I am sharing the following links without much elaboration, for the benefit of educators who may wish to follow up on either of the sessions I led or co-led at the Massachusetts Council for Social Studies Going Global one-day conference at Bridgewater State on March 9, 2018.
Those who were not present may nonetheless find some of these links useful. I hope so!
Teaching Coffee
My Geography of Coffee web pages are available for exploring, and include my theme song. The coffee slides I used on the day of the presentation are available as well.
Climate Change
The climate slides I used at the end of the climate-change panel include images related to most of the links below.
One indication of the inadequate state of public understanding of climate change is that the problem is often conflated and confused with ozone depletion. I begin many of my courses with a Global Atmosphere Pre-test, in which students are asked to associate each of 18 items with one problem or the other.
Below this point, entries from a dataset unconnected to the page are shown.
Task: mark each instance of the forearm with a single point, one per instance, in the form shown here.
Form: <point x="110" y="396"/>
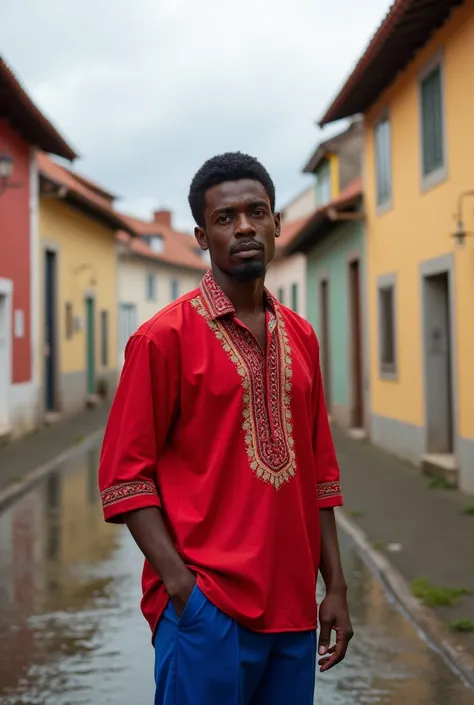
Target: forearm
<point x="330" y="563"/>
<point x="151" y="535"/>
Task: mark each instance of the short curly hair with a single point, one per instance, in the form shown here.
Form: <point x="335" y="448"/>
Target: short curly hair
<point x="231" y="166"/>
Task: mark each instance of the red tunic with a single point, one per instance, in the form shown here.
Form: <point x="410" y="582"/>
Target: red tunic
<point x="234" y="446"/>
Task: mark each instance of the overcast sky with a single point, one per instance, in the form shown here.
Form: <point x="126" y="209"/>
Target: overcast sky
<point x="146" y="90"/>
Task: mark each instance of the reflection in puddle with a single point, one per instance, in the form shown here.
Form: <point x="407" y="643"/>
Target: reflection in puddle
<point x="72" y="633"/>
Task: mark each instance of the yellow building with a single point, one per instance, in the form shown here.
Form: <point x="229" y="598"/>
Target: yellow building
<point x="414" y="87"/>
<point x="78" y="280"/>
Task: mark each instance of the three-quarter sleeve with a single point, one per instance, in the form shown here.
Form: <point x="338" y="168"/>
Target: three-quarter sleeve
<point x="327" y="467"/>
<point x="137" y="428"/>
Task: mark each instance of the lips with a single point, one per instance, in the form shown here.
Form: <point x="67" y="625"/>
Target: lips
<point x="247" y="247"/>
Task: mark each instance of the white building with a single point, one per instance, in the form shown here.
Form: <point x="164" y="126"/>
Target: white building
<point x="155" y="268"/>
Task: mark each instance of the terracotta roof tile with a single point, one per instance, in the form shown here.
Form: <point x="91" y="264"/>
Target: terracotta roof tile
<point x="180" y="249"/>
<point x="346" y="198"/>
<point x="17" y="107"/>
<point x="76" y="188"/>
<point x="406" y="28"/>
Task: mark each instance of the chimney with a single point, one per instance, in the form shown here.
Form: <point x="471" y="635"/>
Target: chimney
<point x="163" y="217"/>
It is quite common for respondents to do little better than random chance would predict. I follow the exercise with a Global Atmosphere Post-test document that provides a short explanation of each of the answers. I use the two documents on successive days, and find this combination effective at drawing students into further exploration of one or both of these problems, and the differences in public-policy responses to each.
Carl Safina: All of my blog posts mentioning Carl Safina's essential book The View from Lazy Point and my Goodreads review of that book. This is one text that students often thank me for assigning.
Leonardo DiCaprio: The official trailer of Before the Flood and my blog post, which includes a map of every place visited in the film.
AAG Atlas Awardees: Primatologist Jane Goodall and Human-Rights Commissioner Mary Robinson (and my post about her message).
My own climate introduction page and climate entries on my Environmental Geography blog, especially Frosty Denial, Climate Attack, and Climate Foxholes.
In reply to the often-repeated suggestion that climate scientists have somehow shifted their descriptions as evidence has "proven" them wrong, I include a link to the very first article on the subject in my post Early Warning.
Finally, teachers -- and others -- who want to learn more may wish to take our course, Geography of Coffee & Climate Change. Dr. Rob Hellström and I offered it in July 2017 but did not get enough participants. We hope to offer it in another July session in the near future.